1.2.1 细胞共培养: 以含100 mL/L FBS DMEM培养基分别培养LX-2、HepG2和HepG2.2.15细胞, 选取生长状态良好的细胞, 按照HepG2和HepG2.2.15细胞与LX-2细胞比例分别为4∶1接种于Transwell细胞共培养系统中. HepG2和HepG2.2.15细胞接种于可渗透性滤膜上层; LX-2细胞接种于可渗透性滤膜下层. LX-2细胞接种密度为5×107个/L, HepG2和HepG2.2.15细胞接种密度为2×108个/L. 对照组LX-2细胞按照5×107个/L密度接种于普通6孔板, 无其他细胞与其共培养. 等待细胞生长至50%融合度时以PBS漂洗三遍, 加入含2 mL/L FBS DMEM培养基培养至72 h.
1.2.2 引物设计: 利用Bioedit软件设计引物. CTGF上游引物序列: TGCGACTCCAC CCTCCAGC,下游引物序列: GGCGGTC ATGGTTGGCACTG; TGF-β1上游引物序列: TTGCTCCCTCCCTGCCCC, 下游引物序列: CAGGAGACAGGCCGGGGATG.
1.2.3 RNA逆转录: 逆转录体系为: Total RNA 1.5 μg, MgCl2 2 μL, 10×RT Buffer 1 μL, dNTP 1 μL, RNase Inhibitor 0.25 μL, AMV Rverse Transcriptase 0.5 μL, Oligo dT primer 0.5 μL, RNase free ddH2O 3.75 μL. 反应按照以下过程进行: 30℃ 10 min, 42℃ 50 min, 95℃ 5 min, 4℃ 5 min.

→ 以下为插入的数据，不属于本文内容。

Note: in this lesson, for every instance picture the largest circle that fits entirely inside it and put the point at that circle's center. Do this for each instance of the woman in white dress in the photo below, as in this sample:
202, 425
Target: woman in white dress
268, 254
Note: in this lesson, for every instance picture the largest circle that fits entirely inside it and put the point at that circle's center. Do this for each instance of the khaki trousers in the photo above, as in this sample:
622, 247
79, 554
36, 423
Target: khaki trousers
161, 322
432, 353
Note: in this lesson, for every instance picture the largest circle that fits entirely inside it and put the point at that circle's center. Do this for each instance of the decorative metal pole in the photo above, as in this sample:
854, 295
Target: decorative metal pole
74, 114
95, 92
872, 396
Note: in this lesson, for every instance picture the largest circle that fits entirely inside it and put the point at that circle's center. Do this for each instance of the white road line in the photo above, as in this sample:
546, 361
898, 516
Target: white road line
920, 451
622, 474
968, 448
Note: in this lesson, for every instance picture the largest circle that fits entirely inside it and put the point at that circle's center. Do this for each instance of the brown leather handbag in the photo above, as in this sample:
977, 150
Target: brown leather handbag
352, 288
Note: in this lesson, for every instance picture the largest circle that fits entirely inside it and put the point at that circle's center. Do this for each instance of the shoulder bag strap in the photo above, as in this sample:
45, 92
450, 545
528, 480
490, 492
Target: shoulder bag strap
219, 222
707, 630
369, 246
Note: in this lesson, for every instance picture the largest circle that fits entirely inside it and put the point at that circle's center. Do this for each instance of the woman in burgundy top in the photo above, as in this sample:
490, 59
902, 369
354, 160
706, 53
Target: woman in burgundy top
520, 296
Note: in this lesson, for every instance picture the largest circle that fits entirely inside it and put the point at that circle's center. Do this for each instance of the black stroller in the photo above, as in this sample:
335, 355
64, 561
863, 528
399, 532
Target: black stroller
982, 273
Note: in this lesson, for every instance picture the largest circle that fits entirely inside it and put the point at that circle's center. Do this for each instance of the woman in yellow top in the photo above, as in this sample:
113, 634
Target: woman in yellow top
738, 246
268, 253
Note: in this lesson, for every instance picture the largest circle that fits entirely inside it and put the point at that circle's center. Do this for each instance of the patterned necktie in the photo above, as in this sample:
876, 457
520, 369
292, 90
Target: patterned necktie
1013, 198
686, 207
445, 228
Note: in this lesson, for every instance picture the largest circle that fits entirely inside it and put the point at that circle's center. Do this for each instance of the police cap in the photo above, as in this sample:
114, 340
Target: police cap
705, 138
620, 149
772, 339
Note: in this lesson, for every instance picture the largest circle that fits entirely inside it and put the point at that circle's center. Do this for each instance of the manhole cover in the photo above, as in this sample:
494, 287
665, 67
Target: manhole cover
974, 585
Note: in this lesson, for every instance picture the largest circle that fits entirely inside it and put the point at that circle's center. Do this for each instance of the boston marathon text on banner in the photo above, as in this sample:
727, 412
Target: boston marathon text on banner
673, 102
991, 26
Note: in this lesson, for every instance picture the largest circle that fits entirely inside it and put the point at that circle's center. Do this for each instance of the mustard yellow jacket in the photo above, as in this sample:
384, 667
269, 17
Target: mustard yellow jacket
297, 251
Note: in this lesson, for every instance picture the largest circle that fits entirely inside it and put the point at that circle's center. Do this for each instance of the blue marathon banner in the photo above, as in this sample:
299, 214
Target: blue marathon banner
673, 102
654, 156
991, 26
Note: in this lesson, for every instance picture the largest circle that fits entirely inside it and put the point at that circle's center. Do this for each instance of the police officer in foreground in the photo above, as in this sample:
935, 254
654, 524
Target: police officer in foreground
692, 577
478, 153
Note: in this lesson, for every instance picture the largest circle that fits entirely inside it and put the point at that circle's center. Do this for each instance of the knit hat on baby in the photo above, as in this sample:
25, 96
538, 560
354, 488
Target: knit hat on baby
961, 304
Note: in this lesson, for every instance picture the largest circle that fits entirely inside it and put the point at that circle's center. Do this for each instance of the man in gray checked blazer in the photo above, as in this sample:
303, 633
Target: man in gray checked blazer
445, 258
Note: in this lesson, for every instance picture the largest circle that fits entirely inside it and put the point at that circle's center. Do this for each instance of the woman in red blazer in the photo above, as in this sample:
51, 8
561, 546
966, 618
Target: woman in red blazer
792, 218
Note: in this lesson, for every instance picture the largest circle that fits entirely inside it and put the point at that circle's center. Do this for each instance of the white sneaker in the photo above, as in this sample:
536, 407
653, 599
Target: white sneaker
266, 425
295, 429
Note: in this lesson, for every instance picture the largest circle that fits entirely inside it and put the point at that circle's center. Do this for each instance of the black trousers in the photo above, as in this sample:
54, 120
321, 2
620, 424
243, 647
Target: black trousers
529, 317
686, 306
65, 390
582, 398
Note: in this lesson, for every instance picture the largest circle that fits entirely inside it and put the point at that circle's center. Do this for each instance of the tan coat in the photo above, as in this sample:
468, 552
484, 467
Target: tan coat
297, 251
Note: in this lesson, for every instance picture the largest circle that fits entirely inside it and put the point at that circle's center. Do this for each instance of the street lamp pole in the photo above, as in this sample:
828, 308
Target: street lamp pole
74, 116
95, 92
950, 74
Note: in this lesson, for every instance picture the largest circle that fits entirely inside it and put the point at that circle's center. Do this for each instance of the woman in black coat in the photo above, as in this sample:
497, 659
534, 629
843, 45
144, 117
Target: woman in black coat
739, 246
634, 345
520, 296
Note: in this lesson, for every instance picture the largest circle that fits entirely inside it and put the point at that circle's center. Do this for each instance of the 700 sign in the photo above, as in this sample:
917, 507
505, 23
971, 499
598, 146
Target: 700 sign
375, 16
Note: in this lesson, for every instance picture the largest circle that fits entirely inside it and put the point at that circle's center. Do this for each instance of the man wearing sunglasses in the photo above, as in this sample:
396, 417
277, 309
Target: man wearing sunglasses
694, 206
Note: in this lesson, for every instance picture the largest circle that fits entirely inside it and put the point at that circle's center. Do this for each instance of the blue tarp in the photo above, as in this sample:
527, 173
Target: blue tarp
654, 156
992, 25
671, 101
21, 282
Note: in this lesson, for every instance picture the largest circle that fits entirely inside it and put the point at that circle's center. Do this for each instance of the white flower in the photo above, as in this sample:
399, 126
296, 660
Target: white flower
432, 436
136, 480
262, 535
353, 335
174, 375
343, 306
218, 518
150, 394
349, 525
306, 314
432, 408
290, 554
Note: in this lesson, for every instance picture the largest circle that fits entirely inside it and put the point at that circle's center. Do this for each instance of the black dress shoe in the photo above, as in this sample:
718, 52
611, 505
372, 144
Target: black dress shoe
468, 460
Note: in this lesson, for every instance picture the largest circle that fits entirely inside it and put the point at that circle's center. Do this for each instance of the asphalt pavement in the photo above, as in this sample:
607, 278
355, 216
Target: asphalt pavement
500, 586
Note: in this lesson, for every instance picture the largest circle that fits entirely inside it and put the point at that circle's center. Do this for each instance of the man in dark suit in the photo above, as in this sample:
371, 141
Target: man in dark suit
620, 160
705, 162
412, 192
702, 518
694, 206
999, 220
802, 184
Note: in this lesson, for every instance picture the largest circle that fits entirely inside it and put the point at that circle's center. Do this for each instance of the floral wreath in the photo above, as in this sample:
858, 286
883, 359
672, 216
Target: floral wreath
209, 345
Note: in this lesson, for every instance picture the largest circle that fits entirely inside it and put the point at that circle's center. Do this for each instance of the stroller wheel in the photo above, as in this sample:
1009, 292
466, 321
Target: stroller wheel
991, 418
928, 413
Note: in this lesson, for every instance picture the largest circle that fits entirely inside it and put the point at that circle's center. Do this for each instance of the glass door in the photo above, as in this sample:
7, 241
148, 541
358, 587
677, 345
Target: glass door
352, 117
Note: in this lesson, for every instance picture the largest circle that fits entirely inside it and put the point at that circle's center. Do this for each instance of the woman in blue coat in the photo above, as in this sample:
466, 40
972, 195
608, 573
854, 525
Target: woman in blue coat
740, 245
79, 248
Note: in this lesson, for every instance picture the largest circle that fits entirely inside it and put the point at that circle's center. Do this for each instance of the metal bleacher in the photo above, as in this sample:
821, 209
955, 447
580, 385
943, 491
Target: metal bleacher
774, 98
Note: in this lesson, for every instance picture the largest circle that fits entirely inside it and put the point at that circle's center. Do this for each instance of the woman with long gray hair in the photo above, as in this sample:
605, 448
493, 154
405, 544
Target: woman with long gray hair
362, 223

1.2.4 Real-time PCR(Sybr Green法): 反应体系为: TaKaRa Ex Taq 0.25 μL, PCR Forward Primer 0.5 μL, PCR Reverse Primer 0.5 μL, dNTP Mixture 0.75 μL, 模板1 μL, Mg2+ Solution 0.5 μL, 5×Real time PCR Buffer(Mg2+ Free)5 μL, Even green 2.5 μL, 加ddH2O至总体系25 μL. PCR反应条件: 95℃ 120 s, 95℃ 15 s, 60℃ 20 s, 72℃ 20 s. 将预实验的PCR产物按照测A值后以10倍浓度梯度进行稀释, 选择1/1000, 1/10 000, 1/100 000, 1/1 000 000浓度的稀释产物作为标准品模版, 进行荧光定量PCR反应并同时在荧光定量PCR仪中输入以上4个浓度梯度的浓度数值. 通过这4个标准品生成的反应数据, 软件Rotor-Gene 6.0根据反应的荧光实时监控数据和标准品的浓度关系, 生成标准曲线. 通过此标准曲线来计算在标准曲线所划定的CT值时的样品浓度. 通过所得到的浓度可计算出样品在此刻的拷贝数.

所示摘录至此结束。